渡邊 また、学習評価をするにあたり、各学校で、教科ごとに共通の評価規準を設けることになります。その結果、教員同士で授業の展開や評価に関する話し合いをする機会が増えたという声をいただきました。さらに、教員間で評価に関する情報共有がなされるので、進路面談などで保護者からの問い合わせがあった際、自分の担当教科でなくてもある程度は答えることができます。学校全体で子どもたちを見守る体制がつくられてきているのではないでしょうか。
篠原 校務支援システムが導入されたことで「まじめな雑談」が増えたようです。指導の過程や評価方法を見直すことで、生徒の学習状況が適切に反映された、信頼性の高い評価の実現に近づいています。
無理なく、無駄のない運用を目指す
―今後の展望は?
岡部 中学校での実践を踏まえ、小学校でもモニター校でのトライアルを行っています。
新学習指導要領では、道徳・英語が教科化され、評価が必要になることから、普段の授業から児童の様子を書き留めておくことが求められます。これをシステムで行うことで、継続的で適正な評価につながります。

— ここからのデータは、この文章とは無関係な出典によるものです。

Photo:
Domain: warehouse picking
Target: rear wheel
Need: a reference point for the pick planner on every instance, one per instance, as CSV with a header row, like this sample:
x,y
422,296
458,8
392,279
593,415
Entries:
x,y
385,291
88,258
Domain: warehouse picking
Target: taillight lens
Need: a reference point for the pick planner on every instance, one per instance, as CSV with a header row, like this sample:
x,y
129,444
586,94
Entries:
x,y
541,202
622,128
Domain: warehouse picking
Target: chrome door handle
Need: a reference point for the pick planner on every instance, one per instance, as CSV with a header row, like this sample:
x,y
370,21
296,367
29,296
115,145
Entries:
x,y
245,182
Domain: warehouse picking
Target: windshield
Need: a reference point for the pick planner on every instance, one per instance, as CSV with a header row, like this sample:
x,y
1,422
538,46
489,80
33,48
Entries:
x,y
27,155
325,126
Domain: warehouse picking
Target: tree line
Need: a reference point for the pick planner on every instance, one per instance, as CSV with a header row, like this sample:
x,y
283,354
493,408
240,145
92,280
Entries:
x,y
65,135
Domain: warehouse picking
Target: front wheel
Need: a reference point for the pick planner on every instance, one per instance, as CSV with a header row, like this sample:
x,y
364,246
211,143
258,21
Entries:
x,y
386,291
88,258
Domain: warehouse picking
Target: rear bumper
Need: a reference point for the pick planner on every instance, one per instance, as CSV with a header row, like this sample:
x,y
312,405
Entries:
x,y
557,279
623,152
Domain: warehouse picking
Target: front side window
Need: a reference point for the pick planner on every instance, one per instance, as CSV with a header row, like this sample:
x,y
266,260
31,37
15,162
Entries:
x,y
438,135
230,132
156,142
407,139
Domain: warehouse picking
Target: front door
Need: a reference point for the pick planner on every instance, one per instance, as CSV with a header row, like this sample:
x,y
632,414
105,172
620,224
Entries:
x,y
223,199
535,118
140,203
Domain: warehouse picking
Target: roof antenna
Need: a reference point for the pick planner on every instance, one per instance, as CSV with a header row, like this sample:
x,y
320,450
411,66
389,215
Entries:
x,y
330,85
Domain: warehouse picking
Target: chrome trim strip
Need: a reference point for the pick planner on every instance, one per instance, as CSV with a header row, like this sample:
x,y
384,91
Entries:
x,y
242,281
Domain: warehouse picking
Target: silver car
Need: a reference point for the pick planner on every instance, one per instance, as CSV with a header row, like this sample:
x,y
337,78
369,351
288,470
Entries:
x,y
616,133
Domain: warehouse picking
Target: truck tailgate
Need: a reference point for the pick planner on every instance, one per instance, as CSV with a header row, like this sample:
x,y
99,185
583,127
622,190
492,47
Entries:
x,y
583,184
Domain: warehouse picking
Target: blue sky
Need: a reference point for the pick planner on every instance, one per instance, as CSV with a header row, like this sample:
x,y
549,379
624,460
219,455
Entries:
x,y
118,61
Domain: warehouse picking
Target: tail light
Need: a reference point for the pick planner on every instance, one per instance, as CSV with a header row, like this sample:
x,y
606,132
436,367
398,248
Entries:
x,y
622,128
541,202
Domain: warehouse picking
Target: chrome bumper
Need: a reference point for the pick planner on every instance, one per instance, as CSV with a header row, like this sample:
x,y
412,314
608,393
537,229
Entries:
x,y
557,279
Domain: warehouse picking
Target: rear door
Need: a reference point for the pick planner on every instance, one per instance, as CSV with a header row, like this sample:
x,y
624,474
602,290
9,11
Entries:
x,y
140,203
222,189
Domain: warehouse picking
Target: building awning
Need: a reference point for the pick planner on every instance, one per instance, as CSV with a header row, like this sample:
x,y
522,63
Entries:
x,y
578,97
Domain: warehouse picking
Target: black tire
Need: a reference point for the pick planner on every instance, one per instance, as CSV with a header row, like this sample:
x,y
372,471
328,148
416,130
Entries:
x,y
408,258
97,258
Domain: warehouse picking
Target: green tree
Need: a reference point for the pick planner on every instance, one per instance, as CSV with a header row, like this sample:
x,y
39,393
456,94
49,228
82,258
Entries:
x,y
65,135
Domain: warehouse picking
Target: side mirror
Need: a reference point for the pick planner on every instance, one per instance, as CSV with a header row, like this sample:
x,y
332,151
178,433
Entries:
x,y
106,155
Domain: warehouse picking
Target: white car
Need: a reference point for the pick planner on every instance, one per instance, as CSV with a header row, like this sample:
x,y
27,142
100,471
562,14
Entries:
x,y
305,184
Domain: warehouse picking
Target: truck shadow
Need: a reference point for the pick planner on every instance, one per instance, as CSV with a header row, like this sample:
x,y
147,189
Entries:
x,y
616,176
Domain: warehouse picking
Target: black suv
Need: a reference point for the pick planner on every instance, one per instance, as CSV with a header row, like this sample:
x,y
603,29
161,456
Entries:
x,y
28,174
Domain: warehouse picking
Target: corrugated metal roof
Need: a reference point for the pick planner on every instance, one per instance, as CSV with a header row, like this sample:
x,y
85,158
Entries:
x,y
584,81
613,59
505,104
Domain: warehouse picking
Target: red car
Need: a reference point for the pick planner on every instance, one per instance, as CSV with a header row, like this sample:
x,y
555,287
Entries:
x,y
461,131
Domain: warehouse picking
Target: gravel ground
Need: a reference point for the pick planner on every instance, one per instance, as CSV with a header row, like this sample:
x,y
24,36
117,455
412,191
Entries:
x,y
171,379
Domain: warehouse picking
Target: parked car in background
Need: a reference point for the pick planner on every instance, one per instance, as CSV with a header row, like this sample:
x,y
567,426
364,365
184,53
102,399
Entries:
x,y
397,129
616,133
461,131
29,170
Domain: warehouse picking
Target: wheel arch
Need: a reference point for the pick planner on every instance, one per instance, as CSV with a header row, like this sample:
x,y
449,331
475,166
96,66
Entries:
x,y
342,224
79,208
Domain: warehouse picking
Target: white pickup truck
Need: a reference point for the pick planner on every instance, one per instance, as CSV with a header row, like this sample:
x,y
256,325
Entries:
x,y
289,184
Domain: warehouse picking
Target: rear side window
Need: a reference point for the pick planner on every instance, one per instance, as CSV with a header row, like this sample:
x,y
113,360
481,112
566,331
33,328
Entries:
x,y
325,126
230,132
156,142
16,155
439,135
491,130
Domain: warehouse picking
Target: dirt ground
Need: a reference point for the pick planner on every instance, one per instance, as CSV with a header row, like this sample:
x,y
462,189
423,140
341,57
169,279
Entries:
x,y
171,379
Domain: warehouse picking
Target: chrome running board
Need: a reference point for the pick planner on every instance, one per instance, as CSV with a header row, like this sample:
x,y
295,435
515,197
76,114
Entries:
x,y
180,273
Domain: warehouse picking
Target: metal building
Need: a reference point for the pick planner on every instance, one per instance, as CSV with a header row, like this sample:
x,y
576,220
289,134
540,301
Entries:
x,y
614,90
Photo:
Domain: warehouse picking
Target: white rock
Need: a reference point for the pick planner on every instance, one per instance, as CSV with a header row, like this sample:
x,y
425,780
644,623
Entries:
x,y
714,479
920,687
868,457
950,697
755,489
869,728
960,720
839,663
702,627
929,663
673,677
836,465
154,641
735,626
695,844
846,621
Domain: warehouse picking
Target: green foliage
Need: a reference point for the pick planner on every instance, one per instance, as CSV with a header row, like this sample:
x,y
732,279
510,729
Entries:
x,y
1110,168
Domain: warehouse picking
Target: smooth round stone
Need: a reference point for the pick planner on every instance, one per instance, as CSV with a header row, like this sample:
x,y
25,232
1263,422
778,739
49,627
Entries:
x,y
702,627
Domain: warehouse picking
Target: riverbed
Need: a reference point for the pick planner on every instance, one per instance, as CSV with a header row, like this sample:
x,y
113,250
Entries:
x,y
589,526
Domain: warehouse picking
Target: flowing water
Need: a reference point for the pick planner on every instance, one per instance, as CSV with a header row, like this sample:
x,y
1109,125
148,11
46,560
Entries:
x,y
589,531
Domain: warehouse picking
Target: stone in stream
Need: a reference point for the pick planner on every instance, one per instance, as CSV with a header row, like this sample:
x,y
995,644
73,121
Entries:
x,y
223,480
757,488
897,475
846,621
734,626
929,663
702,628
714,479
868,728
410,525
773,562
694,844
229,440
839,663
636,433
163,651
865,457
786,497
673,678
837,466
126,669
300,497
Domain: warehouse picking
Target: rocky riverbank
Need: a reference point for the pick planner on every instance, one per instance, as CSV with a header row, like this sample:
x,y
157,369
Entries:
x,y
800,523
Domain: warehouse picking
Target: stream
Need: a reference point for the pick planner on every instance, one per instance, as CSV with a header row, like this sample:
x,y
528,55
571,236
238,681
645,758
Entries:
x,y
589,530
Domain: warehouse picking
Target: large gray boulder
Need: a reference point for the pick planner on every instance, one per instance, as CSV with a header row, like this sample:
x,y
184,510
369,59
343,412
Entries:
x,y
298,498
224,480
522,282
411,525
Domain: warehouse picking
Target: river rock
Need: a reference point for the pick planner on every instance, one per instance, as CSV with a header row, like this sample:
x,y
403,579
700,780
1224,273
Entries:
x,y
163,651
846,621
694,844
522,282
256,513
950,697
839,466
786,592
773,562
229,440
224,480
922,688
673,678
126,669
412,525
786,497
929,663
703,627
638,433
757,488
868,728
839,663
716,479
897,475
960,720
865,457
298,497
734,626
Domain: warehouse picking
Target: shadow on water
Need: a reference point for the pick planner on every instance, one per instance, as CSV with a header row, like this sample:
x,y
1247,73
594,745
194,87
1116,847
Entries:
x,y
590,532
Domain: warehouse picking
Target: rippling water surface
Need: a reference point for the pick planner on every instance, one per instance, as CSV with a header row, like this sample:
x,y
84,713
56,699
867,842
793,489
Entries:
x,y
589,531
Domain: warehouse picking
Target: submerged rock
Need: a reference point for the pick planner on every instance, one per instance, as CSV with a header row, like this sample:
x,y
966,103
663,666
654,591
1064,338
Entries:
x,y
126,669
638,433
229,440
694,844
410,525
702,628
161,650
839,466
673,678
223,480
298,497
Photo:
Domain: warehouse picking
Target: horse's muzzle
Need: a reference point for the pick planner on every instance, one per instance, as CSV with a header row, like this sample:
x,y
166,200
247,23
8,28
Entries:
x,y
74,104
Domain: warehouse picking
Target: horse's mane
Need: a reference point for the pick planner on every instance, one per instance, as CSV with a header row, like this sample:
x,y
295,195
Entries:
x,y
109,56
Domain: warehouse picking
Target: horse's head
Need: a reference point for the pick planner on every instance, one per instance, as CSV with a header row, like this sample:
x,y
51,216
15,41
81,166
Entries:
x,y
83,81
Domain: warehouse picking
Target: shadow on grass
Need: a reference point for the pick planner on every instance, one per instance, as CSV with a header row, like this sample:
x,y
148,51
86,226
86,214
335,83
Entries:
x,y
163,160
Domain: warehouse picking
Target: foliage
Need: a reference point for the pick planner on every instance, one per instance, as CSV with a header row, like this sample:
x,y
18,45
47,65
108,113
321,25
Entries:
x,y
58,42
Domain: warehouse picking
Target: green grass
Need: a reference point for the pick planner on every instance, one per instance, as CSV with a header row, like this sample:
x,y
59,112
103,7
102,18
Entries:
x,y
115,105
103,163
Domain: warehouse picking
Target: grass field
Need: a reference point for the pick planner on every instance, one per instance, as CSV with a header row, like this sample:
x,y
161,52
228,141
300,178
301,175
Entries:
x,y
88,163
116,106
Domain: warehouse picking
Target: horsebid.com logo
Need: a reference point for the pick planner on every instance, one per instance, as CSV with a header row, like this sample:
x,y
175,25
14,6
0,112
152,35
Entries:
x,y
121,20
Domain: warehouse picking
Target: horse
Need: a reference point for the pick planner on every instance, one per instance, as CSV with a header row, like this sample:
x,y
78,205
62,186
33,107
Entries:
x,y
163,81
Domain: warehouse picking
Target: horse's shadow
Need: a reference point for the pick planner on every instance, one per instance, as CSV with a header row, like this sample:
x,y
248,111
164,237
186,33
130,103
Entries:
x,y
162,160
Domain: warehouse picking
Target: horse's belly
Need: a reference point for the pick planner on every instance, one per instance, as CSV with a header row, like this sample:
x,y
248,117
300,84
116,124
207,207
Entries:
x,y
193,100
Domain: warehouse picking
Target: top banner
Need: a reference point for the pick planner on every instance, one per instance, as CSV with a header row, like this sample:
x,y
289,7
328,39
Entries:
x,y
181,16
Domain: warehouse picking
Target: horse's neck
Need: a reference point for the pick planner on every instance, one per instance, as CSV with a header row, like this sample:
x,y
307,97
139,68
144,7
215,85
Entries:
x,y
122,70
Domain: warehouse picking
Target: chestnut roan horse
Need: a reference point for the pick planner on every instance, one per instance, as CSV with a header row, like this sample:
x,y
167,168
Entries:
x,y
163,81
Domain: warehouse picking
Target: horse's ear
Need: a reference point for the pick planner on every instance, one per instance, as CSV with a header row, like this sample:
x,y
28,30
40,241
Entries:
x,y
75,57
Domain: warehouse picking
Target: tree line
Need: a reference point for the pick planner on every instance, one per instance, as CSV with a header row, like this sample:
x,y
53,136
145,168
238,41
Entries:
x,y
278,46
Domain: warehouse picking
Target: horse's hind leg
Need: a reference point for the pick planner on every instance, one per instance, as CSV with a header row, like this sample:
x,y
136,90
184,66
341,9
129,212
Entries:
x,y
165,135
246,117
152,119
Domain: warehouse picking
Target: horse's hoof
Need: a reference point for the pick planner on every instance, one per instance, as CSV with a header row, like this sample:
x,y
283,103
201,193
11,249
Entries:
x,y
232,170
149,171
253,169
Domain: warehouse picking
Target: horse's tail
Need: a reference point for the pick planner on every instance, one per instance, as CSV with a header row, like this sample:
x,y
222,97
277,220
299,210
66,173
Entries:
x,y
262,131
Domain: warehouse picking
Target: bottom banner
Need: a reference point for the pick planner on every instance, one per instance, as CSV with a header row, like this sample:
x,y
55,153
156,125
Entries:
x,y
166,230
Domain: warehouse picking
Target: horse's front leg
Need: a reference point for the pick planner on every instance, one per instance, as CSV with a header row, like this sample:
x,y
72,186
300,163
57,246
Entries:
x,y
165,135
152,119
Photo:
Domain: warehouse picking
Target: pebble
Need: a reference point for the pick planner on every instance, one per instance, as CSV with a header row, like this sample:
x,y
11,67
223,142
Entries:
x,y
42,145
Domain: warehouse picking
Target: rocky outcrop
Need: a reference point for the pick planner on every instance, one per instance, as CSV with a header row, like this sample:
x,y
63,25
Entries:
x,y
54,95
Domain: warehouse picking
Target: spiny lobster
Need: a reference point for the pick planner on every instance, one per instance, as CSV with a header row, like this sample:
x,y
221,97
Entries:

また、カリキュラム・マネジメントを実施する上で、管理職が評価のプロセスを把握する必要性も高まっています。そうした背景もあり、小学校でも積極的に校務支援システムを使っていこうという流れになっています。
小学校モニター校の管理職の先生からも既に、中学校同様「学年ごとの話し合いが密にされるようになった」と、喜ぶ声が聞かれました。どのように単元を設定し、授業を行い、評価していくか、という話し合いを、これまで以上にしっかりと行うことができるようになったと聞いています。
篠原 小学校・中学校ともに効果が出てきていますが「円滑な運用」に至るには3年はかかると捉えています。操作を覚える段階では、むしろ勤務時間が増えている学校もありますが、その分学期末や受験期に大幅に勤務時間が増えることはなくなりました。今後も現場に寄り添う研修を続け、先生方にとって無理なく、無駄のない運用ができるよう取り組んでいきたいと思います。